Fig. 5.

GLI2 interacts with KAP3A through an N-terminal domain that restricts GLI2 function. (A) Schematic of full-length and truncated human (h)GLI2 proteins. (B) Immunoprecipitation of MYC-tagged GLI2 (MYC::GLI2), GLI2ΔN (MYC::GLI2ΔN), GLI2^154–1586 (MYC::GLI2^154–1586) or GLI2^61–1586 (MYC::GLI2^61–1586) from COS-7 cells expressing HA-tagged KAP3A (KAP3A::HA). (C) Luciferase activity readout of HH signaling after transfection with either empty vector (No Treatment), Gli2, Gli2^154–1586 or Gli2^61–1586. HH pathway activity is measured as the fold luciferase induction. Data represent the mean±s.d. for triplicate samples in a single experiment and are representative of three independent experiments; P-values are indicated above the relevant treatment groups (Student's unpaired t-test). (D) Immunoprecipitation of MYC::GLI2, MYC::GLI2ΔN, MYC::GLI2^108–1586, MYC::GLI2^61–1586 or MYC::GLI2^Δ61–108 from COS-7 cells expressing KAP3A::HA. Immunoprecipitates (IP) and whole-cell lysates (WCL) were subjected to SDS-PAGE and western blot analysis (IB) using antibodies directed against MYC (α-MYC) and HA (α-HA). Antibody detection of β-tubulin (α-Beta-Tubulin) was used to confirm equal loading across lanes.
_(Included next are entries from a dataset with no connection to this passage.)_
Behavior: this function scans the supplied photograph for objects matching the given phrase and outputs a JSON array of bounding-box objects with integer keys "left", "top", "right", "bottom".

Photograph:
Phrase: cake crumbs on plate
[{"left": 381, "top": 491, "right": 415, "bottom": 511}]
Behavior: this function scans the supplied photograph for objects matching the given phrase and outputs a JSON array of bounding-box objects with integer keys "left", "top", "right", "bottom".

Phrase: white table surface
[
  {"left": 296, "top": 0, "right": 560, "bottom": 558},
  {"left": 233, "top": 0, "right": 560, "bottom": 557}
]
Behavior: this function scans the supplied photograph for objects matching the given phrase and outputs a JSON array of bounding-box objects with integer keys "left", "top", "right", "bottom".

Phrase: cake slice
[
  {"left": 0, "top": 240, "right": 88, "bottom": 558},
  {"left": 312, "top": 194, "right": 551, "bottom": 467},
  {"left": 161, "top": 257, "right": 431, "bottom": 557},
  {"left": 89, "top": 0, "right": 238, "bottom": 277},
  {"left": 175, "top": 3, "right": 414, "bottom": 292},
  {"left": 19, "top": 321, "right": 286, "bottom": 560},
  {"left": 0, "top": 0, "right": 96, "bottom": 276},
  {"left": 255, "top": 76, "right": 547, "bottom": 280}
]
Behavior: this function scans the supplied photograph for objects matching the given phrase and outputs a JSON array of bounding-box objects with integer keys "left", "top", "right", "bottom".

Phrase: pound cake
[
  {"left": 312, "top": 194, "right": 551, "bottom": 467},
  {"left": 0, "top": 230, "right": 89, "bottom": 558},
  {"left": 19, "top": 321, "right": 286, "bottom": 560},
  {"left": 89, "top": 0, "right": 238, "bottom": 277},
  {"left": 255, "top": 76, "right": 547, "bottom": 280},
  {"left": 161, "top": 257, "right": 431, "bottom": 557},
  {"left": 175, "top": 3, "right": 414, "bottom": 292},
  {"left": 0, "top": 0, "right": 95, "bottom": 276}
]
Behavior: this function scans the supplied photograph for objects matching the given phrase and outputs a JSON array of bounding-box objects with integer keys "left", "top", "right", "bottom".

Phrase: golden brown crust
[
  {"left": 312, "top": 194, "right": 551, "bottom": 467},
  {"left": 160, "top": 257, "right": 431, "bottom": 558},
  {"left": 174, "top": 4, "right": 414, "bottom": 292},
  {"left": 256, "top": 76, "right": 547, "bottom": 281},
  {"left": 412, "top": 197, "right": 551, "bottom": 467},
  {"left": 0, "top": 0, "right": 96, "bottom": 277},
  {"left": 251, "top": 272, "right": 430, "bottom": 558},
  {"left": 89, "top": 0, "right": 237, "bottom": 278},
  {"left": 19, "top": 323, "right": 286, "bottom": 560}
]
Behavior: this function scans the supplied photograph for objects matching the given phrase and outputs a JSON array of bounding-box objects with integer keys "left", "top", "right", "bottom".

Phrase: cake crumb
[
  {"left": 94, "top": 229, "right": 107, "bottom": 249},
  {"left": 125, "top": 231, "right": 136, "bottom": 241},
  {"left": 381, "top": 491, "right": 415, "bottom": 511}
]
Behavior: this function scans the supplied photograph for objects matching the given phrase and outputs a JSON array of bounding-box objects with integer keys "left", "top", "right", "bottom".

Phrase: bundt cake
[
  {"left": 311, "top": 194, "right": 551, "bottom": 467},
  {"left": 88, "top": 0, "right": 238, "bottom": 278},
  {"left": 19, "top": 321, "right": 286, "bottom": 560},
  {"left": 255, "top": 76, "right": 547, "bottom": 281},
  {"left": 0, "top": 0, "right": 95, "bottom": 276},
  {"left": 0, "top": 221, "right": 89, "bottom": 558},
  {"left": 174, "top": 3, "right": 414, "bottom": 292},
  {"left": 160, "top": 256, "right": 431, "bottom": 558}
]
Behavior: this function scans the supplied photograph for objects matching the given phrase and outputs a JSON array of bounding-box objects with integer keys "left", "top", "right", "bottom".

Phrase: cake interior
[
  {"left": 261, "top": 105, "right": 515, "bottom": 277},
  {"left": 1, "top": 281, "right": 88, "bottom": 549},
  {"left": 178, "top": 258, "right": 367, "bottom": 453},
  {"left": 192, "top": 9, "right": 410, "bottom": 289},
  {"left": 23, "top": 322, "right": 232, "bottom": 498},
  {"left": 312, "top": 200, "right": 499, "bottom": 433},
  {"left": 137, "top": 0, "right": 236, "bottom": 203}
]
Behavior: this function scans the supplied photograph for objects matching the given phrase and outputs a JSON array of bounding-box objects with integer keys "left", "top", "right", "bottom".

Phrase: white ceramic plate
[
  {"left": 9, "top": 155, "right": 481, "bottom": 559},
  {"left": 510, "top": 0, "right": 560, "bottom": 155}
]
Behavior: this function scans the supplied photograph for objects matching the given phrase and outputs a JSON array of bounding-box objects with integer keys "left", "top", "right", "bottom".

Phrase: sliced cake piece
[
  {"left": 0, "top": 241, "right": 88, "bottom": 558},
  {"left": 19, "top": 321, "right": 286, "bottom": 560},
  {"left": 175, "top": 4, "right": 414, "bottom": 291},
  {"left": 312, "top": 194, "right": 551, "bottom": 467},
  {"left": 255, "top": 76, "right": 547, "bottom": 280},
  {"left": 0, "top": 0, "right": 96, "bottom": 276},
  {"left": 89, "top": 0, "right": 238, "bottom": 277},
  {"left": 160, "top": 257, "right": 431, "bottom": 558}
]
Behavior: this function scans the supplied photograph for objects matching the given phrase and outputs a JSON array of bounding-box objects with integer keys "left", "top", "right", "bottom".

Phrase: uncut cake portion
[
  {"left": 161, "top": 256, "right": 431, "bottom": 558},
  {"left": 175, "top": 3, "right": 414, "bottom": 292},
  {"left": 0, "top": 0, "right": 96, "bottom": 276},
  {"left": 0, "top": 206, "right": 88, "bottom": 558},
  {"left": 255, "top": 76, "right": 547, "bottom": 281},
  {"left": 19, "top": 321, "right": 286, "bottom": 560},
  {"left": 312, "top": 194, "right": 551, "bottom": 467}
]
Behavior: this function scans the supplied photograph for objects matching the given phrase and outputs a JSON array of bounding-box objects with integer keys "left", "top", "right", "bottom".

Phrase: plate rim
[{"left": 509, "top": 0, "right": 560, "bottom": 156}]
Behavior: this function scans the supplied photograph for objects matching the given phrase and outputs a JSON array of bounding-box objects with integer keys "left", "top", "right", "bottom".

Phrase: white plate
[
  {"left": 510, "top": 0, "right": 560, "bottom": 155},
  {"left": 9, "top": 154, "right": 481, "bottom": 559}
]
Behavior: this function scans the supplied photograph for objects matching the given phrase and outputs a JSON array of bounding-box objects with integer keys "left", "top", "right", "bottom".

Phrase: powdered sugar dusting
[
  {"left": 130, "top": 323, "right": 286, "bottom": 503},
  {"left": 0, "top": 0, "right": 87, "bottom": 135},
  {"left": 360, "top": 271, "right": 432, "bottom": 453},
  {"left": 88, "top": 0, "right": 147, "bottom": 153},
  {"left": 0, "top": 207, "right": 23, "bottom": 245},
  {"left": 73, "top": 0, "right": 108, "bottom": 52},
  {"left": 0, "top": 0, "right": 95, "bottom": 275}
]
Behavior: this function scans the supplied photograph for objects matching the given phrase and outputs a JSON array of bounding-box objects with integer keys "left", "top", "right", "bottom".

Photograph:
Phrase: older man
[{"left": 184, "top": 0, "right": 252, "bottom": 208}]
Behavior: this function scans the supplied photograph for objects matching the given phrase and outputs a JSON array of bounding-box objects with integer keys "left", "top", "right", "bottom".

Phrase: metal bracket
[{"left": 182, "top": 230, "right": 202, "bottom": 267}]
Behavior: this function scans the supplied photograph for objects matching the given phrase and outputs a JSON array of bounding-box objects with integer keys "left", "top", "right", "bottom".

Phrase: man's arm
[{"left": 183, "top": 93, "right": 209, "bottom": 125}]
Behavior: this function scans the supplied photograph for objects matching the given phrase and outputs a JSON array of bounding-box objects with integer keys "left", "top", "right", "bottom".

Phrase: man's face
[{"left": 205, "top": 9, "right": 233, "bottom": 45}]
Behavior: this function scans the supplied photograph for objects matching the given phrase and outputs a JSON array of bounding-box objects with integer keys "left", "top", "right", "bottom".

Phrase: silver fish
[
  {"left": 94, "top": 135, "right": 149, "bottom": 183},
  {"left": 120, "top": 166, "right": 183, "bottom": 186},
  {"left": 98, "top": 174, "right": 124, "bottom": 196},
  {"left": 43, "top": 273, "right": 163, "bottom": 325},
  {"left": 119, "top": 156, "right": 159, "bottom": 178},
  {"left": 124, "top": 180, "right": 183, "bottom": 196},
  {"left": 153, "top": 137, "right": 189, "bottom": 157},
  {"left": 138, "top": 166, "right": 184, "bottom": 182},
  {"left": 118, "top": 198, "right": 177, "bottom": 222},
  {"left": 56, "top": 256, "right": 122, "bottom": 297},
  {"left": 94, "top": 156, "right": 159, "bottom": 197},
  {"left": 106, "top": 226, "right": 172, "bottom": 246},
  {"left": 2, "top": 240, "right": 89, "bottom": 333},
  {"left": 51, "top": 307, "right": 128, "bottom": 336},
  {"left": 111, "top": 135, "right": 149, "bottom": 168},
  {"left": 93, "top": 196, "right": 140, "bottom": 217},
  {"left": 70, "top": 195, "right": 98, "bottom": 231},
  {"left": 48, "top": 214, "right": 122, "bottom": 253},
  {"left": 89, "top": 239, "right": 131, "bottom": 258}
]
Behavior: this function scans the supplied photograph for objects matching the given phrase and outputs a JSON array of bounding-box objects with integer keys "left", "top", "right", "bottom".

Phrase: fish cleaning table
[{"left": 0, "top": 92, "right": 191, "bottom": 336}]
The molecular masses (in kDa) of protein standards are indicated at the left of each blot. (E) Comparison of full-length GLI2 and GLI2^Δ61–108 activity in HH-responsive NIH/3T3 cells. Data represent the mean±s.d. for triplicate samples in a single experiment and are representative of three independent experiments; P-values are indicated above the relevant treatment groups (Student's unpaired t-test).